According to a recent study, the annual total economic impact of camps in Western North Carolina on the area’s economy is $365 million in both direct and indirect spending.
On Thursday, two speakers gave an overview of the study’s findings and how camps are making an impact in youth development during a seminar held at the Mountain Lodge. The study was funded through a partnership between the N.C. Youth Camp Association and the American Camp Association and was researched by North Carolina State University.
There are 50 camps between Henderson, Transylvania, Buncombe and Jackson counties, with the majority in Henderson and Transylvania. The study found a 25 percent growth in the number of campers over the past 10 years.
Each year, new tax revenues of $33 million are produced because of camps and 10,335 full-time equivalent jobs are created in those four counties beyond camp staff, according to the study. Strayhorn said five issues “threaten the camping industry:” school calendars, building codes, urban growth, taxes and public land permits.
The study was a year-long endeavor, and the findings will be posted on the Youth Camp Association’s website, nccamps.org, in the next few weeks.
Steve Baskin, national board member of the American Camp Association and owner of Camp Champions in Marble Falls, Texas, addressed the crowd, saying, “Camp is the single most powerful source of youth development other than parents.”
“Summer camp is formative and powerful,” he added.
Baskin addressed how camps have not been very good in communicating the benefits to outsiders. He stated that three studies — two done by the American Camp Association, one in 2005 and one in 2006 — and then a third done at Baskin’s camp and outdoor school show camps “build positive identity, physical and thinking skills, social skills and positive values.”

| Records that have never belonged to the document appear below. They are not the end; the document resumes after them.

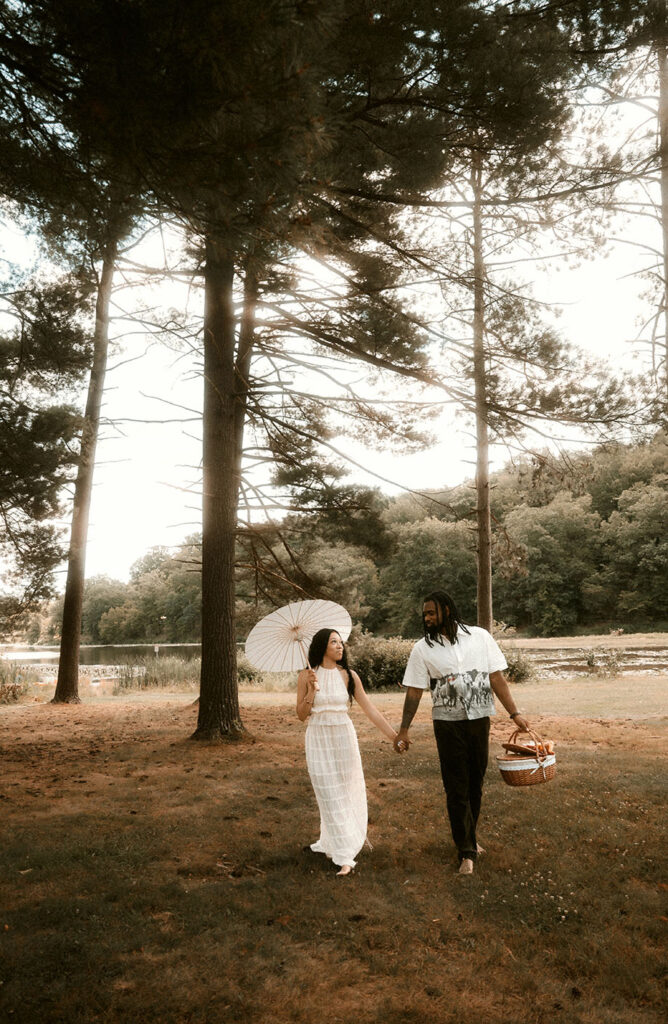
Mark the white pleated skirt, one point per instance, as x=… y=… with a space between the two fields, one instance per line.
x=335 y=769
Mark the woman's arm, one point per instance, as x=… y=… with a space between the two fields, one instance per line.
x=372 y=712
x=306 y=686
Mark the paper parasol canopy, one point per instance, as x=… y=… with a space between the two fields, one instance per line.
x=280 y=641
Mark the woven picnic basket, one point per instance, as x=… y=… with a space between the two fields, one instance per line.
x=529 y=762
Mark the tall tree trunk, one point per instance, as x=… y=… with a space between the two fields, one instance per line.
x=485 y=616
x=67 y=690
x=663 y=135
x=218 y=709
x=243 y=364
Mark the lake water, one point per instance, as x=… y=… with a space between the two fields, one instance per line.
x=102 y=654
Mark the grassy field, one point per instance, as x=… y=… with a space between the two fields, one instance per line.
x=149 y=880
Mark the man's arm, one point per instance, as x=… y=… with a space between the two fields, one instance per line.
x=500 y=686
x=411 y=704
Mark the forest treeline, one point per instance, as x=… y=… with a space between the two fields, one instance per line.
x=580 y=543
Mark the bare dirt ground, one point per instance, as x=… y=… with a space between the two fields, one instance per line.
x=608 y=640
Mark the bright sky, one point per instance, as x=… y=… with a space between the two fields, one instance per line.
x=147 y=474
x=139 y=501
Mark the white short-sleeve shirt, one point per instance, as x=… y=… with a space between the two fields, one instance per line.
x=457 y=675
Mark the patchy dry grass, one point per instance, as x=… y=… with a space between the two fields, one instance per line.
x=149 y=880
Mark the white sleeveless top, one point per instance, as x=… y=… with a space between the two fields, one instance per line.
x=330 y=705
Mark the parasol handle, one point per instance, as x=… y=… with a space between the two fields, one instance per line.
x=301 y=646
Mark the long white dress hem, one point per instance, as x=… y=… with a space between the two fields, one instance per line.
x=335 y=769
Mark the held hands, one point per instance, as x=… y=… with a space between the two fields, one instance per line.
x=402 y=742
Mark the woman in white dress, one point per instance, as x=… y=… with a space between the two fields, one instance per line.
x=324 y=693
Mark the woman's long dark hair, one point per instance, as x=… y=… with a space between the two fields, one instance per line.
x=451 y=617
x=317 y=653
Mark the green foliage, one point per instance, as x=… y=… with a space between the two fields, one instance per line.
x=520 y=668
x=379 y=662
x=43 y=352
x=428 y=555
x=158 y=672
x=635 y=545
x=14 y=681
x=560 y=544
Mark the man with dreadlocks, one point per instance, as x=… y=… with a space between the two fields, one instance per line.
x=462 y=666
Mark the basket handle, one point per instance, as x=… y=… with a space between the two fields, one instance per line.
x=538 y=740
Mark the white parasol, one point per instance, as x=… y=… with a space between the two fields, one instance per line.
x=280 y=641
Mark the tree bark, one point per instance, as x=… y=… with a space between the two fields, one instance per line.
x=218 y=710
x=663 y=137
x=484 y=547
x=67 y=690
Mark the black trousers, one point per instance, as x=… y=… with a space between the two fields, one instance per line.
x=463 y=751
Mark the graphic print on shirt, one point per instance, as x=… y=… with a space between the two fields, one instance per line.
x=466 y=689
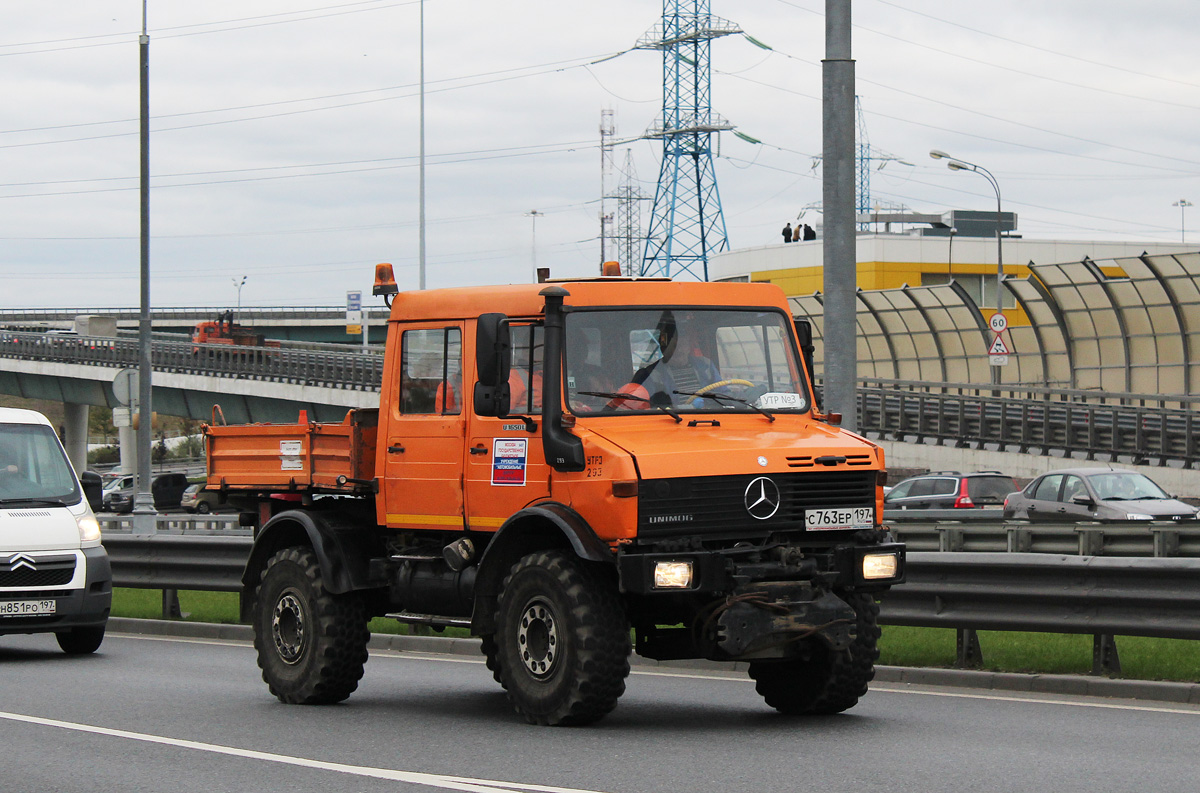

“Camps are even more relevant now,” Baskin said. “I argue this for two reasons. One is obesity and the second is the over-dependence on technology.”
Baskin argued camps help provide healthy alternatives to unhealthy eating habits and the lack of physical activity. Camps also cut out the technology, having kids give up cell phones, computers and televisions to interact with fellow camp-goers.
“It’s not about what we do,” Baskin said. “It’s who we are.”